Sweet and Sour pork and onions, a nice change of pace from standard pan fried pork chops.
- 2 pork chops
- 1 1/2 cups chicken stock
- 2 medium onions, sliced
- 1/4 cup sweet wine (such as a Rosé, or apple juice works nicely if you prefer not to use wine)
- 3 Tbl cider vinager
- 2 cloves
- 2 Tbl cornstarch dissolved in a little water
Braising the pork (a combination of searing the meat then cooking in liquid) lets you add nice flavor via the liquid an also keeps the pork nice and moist. Don’t worry about the (apparent) excess onions used – they will soften and add their unique sweetness to the combination of flavors. The sour is brought by cider vinegar, the sweet by a sweet Rosé (apple juice also works nicely if you would prefer a substitute.

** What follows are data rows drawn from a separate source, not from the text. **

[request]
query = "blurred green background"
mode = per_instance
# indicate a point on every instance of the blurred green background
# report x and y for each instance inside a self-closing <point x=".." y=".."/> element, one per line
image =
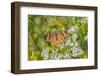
<point x="75" y="45"/>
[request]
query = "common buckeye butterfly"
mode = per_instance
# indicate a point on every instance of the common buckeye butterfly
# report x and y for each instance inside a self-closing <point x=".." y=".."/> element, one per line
<point x="56" y="38"/>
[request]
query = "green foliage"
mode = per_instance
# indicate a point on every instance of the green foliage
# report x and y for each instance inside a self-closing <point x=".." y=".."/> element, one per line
<point x="40" y="26"/>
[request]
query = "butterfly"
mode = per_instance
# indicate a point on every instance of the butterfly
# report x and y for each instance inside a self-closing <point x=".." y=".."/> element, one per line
<point x="56" y="38"/>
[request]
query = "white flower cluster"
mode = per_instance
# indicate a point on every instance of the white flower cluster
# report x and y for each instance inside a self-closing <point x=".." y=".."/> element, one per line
<point x="70" y="43"/>
<point x="45" y="54"/>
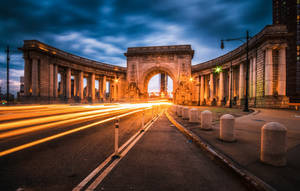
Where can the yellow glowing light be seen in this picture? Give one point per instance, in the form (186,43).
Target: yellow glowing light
(218,69)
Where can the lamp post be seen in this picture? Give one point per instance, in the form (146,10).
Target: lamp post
(246,107)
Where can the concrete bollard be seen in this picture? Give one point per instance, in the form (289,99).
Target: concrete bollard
(273,144)
(179,111)
(227,128)
(185,113)
(194,115)
(206,120)
(174,108)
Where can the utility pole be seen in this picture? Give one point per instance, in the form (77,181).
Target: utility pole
(7,74)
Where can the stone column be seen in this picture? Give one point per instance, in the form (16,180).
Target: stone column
(51,80)
(75,82)
(80,85)
(104,88)
(221,87)
(229,85)
(92,86)
(100,87)
(27,77)
(241,81)
(211,86)
(282,72)
(269,72)
(34,77)
(55,88)
(202,90)
(254,77)
(68,83)
(251,78)
(115,90)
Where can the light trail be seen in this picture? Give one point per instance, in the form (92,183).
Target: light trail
(27,122)
(70,118)
(27,145)
(36,114)
(54,124)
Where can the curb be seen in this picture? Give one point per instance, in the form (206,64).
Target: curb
(252,181)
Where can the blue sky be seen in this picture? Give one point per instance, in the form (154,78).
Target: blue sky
(103,29)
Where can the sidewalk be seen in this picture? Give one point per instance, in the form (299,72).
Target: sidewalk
(165,160)
(246,150)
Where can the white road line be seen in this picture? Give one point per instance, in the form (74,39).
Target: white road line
(100,178)
(103,164)
(110,167)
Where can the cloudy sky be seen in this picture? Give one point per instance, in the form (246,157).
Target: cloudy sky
(103,29)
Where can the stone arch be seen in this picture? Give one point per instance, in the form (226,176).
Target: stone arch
(156,70)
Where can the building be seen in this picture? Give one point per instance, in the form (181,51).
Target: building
(287,12)
(53,75)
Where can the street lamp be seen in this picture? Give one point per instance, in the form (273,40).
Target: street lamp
(246,108)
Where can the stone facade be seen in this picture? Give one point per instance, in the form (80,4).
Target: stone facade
(145,62)
(52,75)
(267,72)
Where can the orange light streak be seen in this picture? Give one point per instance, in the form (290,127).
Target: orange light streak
(27,145)
(51,125)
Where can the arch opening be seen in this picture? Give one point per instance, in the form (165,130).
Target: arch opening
(159,84)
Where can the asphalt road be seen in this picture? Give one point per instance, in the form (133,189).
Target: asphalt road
(61,163)
(34,157)
(164,159)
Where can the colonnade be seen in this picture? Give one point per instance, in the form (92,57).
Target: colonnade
(215,88)
(48,80)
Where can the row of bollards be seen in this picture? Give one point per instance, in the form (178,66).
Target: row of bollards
(273,134)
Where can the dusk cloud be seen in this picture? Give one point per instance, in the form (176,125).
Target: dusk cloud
(103,29)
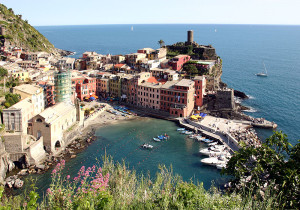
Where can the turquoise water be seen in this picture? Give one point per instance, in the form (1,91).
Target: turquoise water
(122,141)
(243,49)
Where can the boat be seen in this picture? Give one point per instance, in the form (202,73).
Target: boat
(263,74)
(213,143)
(207,140)
(213,150)
(221,166)
(146,146)
(199,138)
(156,139)
(188,132)
(214,161)
(162,137)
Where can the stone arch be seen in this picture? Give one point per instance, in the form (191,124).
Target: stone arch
(57,144)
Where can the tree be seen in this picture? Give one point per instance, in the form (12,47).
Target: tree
(11,99)
(276,163)
(161,43)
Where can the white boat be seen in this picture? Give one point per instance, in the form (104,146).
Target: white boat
(221,166)
(199,138)
(188,132)
(147,146)
(156,139)
(214,150)
(212,144)
(263,74)
(214,161)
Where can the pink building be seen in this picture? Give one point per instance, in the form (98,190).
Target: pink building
(177,98)
(177,62)
(149,94)
(200,85)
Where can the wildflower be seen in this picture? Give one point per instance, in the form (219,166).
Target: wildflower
(49,191)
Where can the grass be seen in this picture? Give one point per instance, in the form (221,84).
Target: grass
(114,186)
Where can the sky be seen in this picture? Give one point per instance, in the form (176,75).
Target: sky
(88,12)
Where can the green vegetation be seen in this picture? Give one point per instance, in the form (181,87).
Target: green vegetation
(3,72)
(275,164)
(21,33)
(113,186)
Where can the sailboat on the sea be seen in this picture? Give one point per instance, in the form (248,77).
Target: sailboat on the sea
(263,74)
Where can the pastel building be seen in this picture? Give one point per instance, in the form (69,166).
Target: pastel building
(177,98)
(51,124)
(200,85)
(177,62)
(148,95)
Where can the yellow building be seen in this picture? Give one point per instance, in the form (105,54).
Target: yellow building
(52,123)
(22,75)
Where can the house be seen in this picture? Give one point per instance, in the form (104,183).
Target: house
(200,85)
(177,62)
(177,97)
(52,123)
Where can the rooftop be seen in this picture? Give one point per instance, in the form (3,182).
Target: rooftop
(185,83)
(29,89)
(54,112)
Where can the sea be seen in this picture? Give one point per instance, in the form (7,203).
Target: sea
(244,49)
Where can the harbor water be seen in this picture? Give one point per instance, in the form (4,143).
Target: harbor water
(243,49)
(122,141)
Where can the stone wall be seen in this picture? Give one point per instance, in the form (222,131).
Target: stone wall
(13,142)
(36,152)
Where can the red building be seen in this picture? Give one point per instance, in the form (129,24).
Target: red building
(177,62)
(177,98)
(86,88)
(200,85)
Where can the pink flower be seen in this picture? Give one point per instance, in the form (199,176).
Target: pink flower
(49,191)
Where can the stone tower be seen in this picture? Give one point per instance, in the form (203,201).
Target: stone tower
(190,37)
(63,90)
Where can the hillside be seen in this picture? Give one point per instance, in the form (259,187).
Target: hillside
(14,31)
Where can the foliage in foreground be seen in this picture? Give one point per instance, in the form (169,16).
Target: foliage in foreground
(276,165)
(114,186)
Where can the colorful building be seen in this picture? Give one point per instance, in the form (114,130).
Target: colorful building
(200,85)
(177,62)
(177,98)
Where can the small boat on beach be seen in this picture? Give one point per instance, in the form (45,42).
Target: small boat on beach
(146,146)
(156,139)
(188,132)
(207,140)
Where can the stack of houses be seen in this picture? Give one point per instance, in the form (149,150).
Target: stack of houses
(49,107)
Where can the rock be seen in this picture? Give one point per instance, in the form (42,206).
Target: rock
(240,94)
(9,184)
(18,183)
(23,172)
(42,167)
(262,194)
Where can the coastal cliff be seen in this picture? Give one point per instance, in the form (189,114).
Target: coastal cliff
(16,32)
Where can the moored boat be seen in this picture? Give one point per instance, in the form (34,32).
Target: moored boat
(156,139)
(146,146)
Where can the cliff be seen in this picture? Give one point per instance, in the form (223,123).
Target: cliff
(16,32)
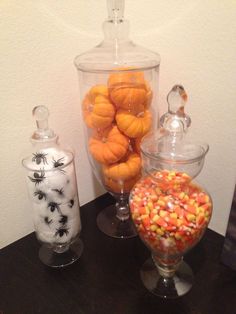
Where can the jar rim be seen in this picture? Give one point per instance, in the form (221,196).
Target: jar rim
(204,148)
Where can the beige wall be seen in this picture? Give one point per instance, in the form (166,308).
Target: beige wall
(38,42)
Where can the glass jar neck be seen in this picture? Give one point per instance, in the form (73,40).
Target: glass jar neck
(116,31)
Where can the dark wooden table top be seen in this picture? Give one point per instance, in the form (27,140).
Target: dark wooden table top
(106,278)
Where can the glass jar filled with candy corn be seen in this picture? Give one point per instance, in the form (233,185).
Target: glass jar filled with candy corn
(118,87)
(169,209)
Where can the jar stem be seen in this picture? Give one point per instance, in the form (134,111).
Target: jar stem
(122,207)
(167,270)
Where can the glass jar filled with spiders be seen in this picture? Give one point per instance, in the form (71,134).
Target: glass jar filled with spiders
(51,182)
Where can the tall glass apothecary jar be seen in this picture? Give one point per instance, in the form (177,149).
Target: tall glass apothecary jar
(119,87)
(170,210)
(52,189)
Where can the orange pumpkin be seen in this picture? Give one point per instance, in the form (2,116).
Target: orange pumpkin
(136,144)
(97,90)
(149,96)
(134,125)
(120,186)
(125,169)
(98,111)
(109,145)
(124,77)
(127,89)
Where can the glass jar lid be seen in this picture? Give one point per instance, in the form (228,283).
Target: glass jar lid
(116,51)
(169,147)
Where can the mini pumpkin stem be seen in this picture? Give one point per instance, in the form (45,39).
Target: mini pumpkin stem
(122,207)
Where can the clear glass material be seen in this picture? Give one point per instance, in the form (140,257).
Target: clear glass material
(170,210)
(118,85)
(52,189)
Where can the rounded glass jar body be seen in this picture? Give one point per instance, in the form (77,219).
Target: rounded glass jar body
(170,210)
(171,213)
(118,87)
(52,189)
(118,108)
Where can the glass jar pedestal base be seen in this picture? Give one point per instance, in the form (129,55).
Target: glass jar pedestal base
(61,256)
(109,223)
(169,287)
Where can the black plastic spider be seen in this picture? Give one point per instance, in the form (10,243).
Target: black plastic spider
(47,221)
(38,177)
(40,194)
(61,232)
(53,206)
(71,203)
(60,192)
(58,163)
(63,220)
(40,157)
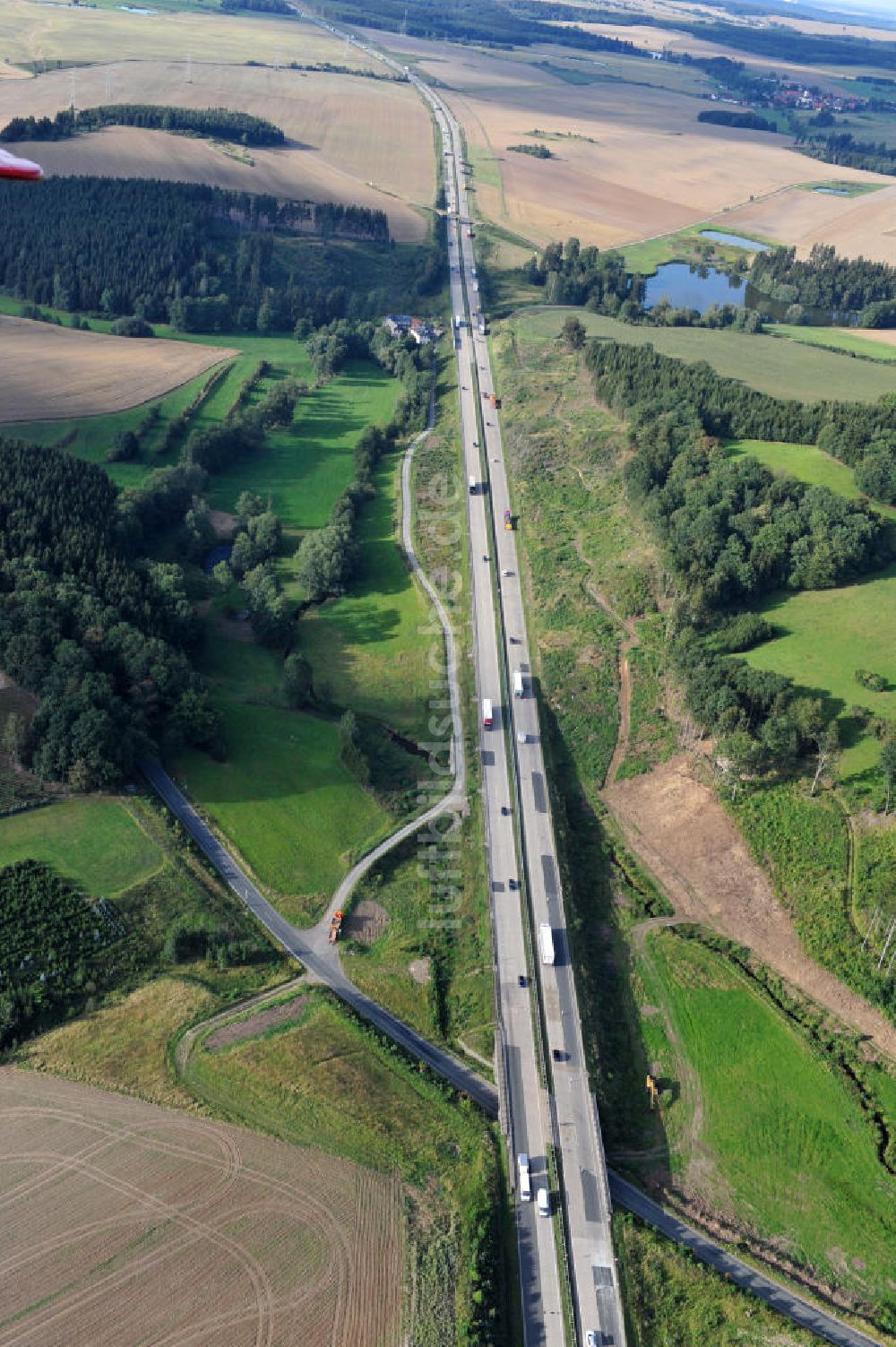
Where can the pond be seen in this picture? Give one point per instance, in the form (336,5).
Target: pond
(219,554)
(694,287)
(719,236)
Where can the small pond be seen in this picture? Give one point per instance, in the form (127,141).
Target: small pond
(219,554)
(719,236)
(693,287)
(687,286)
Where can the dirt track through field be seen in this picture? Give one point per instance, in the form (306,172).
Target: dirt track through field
(53,372)
(684,835)
(197,1232)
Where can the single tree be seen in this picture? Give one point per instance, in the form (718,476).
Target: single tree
(573,332)
(826,752)
(297,680)
(888,766)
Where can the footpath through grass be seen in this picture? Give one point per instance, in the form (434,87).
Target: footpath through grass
(780,369)
(671,1298)
(93,841)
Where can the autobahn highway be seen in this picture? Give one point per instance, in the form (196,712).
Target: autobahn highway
(567,1113)
(561,1114)
(526,1102)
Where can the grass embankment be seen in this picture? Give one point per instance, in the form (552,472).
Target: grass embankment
(837,339)
(582,544)
(671,1298)
(578,536)
(433,975)
(805,845)
(122,1040)
(95,842)
(286,800)
(781,1146)
(436,904)
(780,369)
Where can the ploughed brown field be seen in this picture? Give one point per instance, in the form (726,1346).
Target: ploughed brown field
(54,372)
(361,142)
(125,1223)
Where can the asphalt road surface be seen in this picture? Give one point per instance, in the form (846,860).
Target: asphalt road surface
(567,1114)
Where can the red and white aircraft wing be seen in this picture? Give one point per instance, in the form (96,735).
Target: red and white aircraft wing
(13,168)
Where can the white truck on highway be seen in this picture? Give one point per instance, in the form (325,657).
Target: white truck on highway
(526,1184)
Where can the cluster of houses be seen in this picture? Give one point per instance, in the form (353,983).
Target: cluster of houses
(420,329)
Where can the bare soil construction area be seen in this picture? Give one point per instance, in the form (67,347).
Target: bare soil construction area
(684,835)
(127,1223)
(54,372)
(366,142)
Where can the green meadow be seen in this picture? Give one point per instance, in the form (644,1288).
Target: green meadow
(807,463)
(836,339)
(306,465)
(825,636)
(783,1145)
(369,650)
(285,799)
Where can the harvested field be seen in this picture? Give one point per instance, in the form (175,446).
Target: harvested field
(684,835)
(256,1024)
(54,372)
(652,168)
(856,225)
(366,142)
(641,166)
(35,31)
(197,1232)
(366,923)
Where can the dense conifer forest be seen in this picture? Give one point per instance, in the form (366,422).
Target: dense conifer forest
(193,255)
(825,279)
(100,636)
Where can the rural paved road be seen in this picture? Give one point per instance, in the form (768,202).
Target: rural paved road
(304,945)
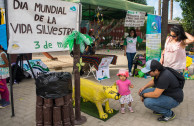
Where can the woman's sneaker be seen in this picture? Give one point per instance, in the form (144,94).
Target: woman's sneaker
(165,119)
(5,103)
(131,110)
(123,110)
(156,113)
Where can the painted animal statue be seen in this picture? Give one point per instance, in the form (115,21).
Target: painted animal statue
(98,94)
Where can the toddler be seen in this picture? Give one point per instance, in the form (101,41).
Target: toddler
(123,85)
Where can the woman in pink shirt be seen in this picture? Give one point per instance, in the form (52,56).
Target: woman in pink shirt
(174,54)
(123,85)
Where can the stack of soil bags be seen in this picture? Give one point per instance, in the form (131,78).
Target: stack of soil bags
(54,100)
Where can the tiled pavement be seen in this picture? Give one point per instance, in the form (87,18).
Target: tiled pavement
(24,101)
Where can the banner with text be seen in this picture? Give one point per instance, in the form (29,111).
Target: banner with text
(153,37)
(3,36)
(134,18)
(40,25)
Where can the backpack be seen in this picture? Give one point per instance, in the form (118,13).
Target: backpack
(180,77)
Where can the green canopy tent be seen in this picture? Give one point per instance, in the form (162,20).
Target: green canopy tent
(111,9)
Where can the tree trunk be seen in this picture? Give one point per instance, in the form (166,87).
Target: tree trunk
(76,59)
(159,7)
(171,9)
(164,22)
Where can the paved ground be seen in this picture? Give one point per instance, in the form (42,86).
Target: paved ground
(24,100)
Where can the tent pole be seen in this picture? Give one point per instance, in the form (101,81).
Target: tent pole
(78,118)
(9,59)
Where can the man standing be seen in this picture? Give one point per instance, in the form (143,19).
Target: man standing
(165,92)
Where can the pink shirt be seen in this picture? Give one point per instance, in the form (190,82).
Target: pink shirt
(124,87)
(175,55)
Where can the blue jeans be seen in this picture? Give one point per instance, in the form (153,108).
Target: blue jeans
(162,104)
(130,57)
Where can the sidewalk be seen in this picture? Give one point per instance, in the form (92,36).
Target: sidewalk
(25,100)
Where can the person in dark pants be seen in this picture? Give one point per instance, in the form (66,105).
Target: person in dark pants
(130,47)
(165,92)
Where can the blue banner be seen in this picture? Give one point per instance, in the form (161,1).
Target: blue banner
(153,37)
(3,36)
(153,24)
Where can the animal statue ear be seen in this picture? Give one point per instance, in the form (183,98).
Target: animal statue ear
(114,84)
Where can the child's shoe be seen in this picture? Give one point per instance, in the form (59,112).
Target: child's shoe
(1,107)
(1,101)
(131,110)
(123,110)
(5,103)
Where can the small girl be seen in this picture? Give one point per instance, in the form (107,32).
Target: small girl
(123,85)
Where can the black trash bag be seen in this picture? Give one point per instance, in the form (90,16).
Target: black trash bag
(54,85)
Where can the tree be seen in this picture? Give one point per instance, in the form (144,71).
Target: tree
(159,7)
(188,14)
(177,18)
(164,24)
(139,1)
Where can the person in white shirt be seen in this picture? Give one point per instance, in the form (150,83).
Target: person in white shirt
(130,47)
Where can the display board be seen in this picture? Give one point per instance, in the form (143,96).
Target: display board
(40,25)
(153,37)
(134,18)
(103,69)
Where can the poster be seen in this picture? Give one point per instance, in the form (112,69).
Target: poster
(103,68)
(153,37)
(3,36)
(37,65)
(134,19)
(40,25)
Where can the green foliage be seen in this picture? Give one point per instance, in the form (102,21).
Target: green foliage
(177,18)
(139,1)
(188,14)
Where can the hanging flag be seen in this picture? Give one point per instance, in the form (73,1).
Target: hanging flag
(3,36)
(153,37)
(2,16)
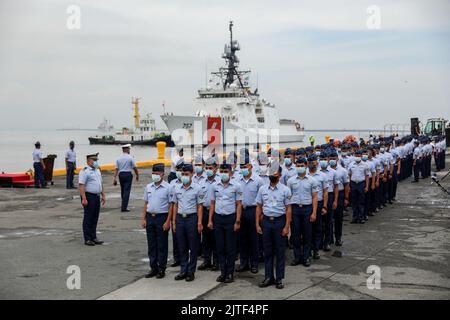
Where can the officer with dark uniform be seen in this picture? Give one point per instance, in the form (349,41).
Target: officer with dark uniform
(71,158)
(187,221)
(304,189)
(91,194)
(359,185)
(273,218)
(250,184)
(39,167)
(225,219)
(124,165)
(156,221)
(208,242)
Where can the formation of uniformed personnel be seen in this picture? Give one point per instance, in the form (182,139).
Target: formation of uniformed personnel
(92,197)
(125,164)
(39,167)
(187,213)
(156,220)
(273,219)
(71,159)
(225,219)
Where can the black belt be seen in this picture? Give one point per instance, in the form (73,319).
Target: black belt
(273,218)
(153,215)
(302,205)
(187,215)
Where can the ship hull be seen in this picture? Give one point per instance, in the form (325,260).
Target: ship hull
(192,130)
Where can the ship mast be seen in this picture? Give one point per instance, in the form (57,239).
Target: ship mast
(137,117)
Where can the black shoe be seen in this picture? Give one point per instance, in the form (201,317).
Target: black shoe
(316,255)
(242,268)
(181,276)
(295,262)
(279,284)
(205,265)
(221,278)
(190,277)
(229,278)
(267,282)
(151,274)
(215,267)
(96,241)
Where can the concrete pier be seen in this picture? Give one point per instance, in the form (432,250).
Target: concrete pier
(40,237)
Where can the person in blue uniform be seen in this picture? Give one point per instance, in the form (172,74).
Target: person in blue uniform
(250,184)
(273,219)
(173,183)
(187,221)
(225,219)
(332,198)
(322,200)
(208,242)
(156,221)
(304,189)
(39,167)
(71,159)
(359,185)
(343,196)
(125,164)
(92,196)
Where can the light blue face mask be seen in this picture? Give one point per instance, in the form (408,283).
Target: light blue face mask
(224,177)
(301,170)
(185,179)
(209,173)
(245,172)
(198,169)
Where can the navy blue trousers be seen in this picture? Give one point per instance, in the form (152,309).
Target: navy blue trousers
(208,242)
(317,234)
(274,246)
(249,251)
(358,198)
(90,218)
(125,179)
(339,216)
(70,174)
(39,175)
(301,230)
(157,241)
(225,242)
(187,238)
(328,221)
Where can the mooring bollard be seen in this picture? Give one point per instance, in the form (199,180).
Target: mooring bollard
(161,147)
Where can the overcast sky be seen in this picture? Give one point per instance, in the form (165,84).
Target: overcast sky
(317,61)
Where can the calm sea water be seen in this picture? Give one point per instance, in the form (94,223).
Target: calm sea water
(16,147)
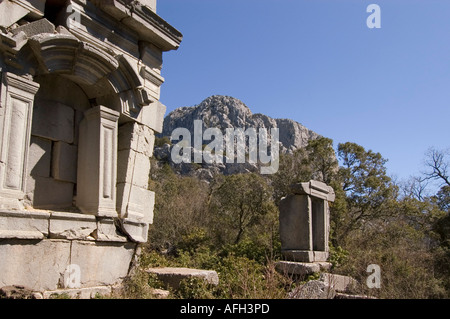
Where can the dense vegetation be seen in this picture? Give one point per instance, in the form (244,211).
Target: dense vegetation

Take the pork out of the fridge at least 1/2 hour before cooking, and season both sides well with salt and pepper.
Heat a skillet over high heat until very hot. Add a tablespoon or two of cooking oil. Brown the chops well on both sides making sure to sear the rind if any.
Separate the onions into rings and cover the chops.
Pour over the stock, wine, vinegar and cloves. Simmer over medium heat, covered, for 15 minutes. Remove the pork. Add the corn starch/water mixture and cook until bubbly. Server sauce over pork.
I think this is a perfect match for some nice rice and any green vegetable. In this case I chose white rice and green beans. The white rice soaks up the lovely sauce nicely.
Sweet and sour Pork and Onions – pork a little different with an Asian fusion touch. With the moistness and flavors I think you’ll like this variation on the traditional pork chop.